WHY I AM NOT CELEBRATING WATERLOO

18 June isn’t a well-known date, for all the efforts of Britain’s Francophobe press, which is celebrating the bicentenary of Waterloo in true apolitical style. Occasionally reality breaks through: it has, for example, emerged that the casualty rate in the battle surpassed the first day of the Somme. Will there be similar same flag-waving on 1 July next year I wonder? Certainly Wellington’s victory was a triumph for combined command not to be repeated until the last half of 1918. Whether this gifted general’s final win puts him in the same league as Napoleon (victor at Toulon, Austerlitz, Jena, Wagram, Borodino) I leave to the military historians, but squeezing Waterloo into the dreary narrative of ‘our island story’ should not obscure its politics.

Back to the Bourbons

Waterloo was greeted with relief by every crowned head in Europe (bar one) and rightly so. Once confirmed by the Congress of Vienna, it meant the Continental restoration of the ancien regime. These restored (or imposed) tyrants could not of course occupy their thrones with the same confidence as before 1789, but they could still combine to frustrate and suppress popular expression.

A foretaste had come in Spain, theatre of Wellington’s earlier triumphs, where the ludicrous Ferdinand VII had been restored, returning the country to its trajectory of decline: within two decades it sank into civil war. But at least in Spain the monarchy (however undeservedly) truly focused national feeling against the Napoleonic invasion. Elsewhere this was true only of Prussia, and perhaps Russia. Generally Waterloo and Vienna meant that national self-expression and bourgeois right – the political expressions of the Enlightenment – would be subordinated to Order and Legitimacy.

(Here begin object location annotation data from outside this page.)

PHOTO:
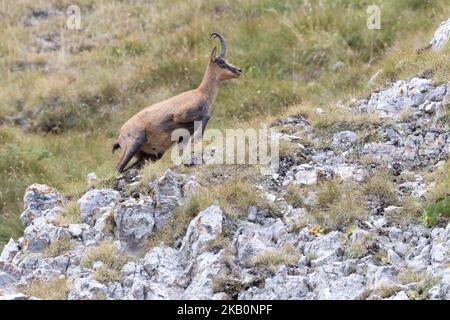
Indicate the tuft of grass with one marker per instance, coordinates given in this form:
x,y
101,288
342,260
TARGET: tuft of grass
x,y
177,225
52,289
408,213
328,192
112,260
381,188
359,248
338,205
58,247
70,215
434,211
81,100
438,199
288,255
293,196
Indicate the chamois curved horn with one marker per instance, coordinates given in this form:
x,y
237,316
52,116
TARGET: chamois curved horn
x,y
223,45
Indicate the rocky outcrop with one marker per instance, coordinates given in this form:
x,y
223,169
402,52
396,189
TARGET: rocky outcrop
x,y
257,255
441,36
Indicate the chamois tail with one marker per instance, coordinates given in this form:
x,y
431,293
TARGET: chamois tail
x,y
115,147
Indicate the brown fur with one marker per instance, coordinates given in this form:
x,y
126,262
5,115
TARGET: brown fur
x,y
147,135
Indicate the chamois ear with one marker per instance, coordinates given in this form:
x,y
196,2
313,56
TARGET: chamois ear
x,y
213,54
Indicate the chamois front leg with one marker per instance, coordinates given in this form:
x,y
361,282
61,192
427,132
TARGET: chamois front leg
x,y
130,151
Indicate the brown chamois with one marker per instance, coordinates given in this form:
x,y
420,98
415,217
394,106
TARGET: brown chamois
x,y
147,135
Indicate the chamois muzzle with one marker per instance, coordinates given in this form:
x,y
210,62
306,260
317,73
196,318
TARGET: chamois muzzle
x,y
223,45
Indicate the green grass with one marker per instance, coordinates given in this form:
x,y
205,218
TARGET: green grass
x,y
129,55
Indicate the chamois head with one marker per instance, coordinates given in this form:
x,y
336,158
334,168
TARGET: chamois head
x,y
225,70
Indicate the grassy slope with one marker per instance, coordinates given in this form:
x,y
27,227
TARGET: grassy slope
x,y
131,54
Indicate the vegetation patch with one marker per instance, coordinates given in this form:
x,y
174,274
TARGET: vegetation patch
x,y
51,289
112,261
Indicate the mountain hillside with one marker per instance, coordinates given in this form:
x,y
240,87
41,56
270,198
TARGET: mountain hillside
x,y
358,208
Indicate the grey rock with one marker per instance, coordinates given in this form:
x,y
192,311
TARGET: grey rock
x,y
306,175
40,201
441,36
87,289
401,295
206,226
255,238
344,140
327,248
134,220
38,235
92,201
327,287
280,287
204,269
9,251
167,279
439,252
167,193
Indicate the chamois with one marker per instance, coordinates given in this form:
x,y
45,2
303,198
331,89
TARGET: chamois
x,y
147,135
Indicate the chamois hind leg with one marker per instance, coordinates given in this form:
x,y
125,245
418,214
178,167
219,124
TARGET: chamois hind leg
x,y
129,152
140,160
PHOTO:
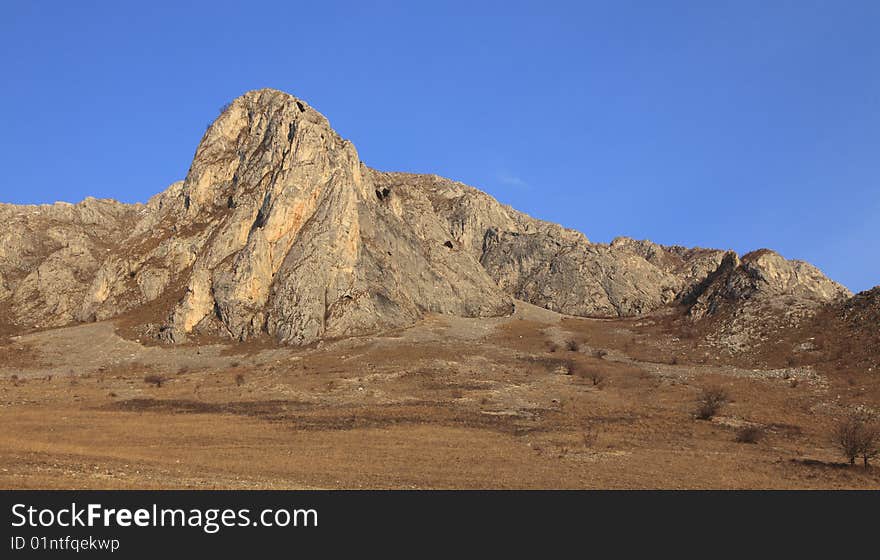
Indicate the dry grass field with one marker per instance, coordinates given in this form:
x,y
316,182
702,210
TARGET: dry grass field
x,y
535,400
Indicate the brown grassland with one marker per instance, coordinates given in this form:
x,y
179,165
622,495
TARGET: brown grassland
x,y
535,400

Bernadotte, King of Sweden, was rewarded for betraying Napoleon with the gift of Norway, whose people had to wait a century for independence. When the Belgians were subordinated to the Dutch in an artificially united province the arrangement lasted just 15 years. Poland, dismembered in the 18th century but given cause for hope by Napleon, was redistributed between the restored great powers. Italian self-determination was not even considered: the north (excepting Piemonte) went to Hapsburg Austria, the middle to the Pope and the south to the restored Bourbon monarchy, notable only for its cruelty and stupidity.

Distorting Germany

Prussia which had experienced powerful national renewal under French occupation now had to play second fiddle to a bloated Austrian Empire which, under the preposterous Hapsburgs, spread its ample bottom over most of central Europe. Hapsburg supremacy brought Metternich’s police state and national division. Within three decades this produced the revolutions of 1848, drowned in blood in every country. The flawed liberals of the Frankfurt Parliament might have fashioned an all-German republic; this path blocked, a deformed united Germany emerged in the ugly shape of a greater Prussia with its strutting military caste. This new Germany now excluded Hapsburg Austria, which strove the harder to retain its other territories, suppressing national minorities from Bohemia to the Ukraine. Its final expansionist clutch precipitated World War One.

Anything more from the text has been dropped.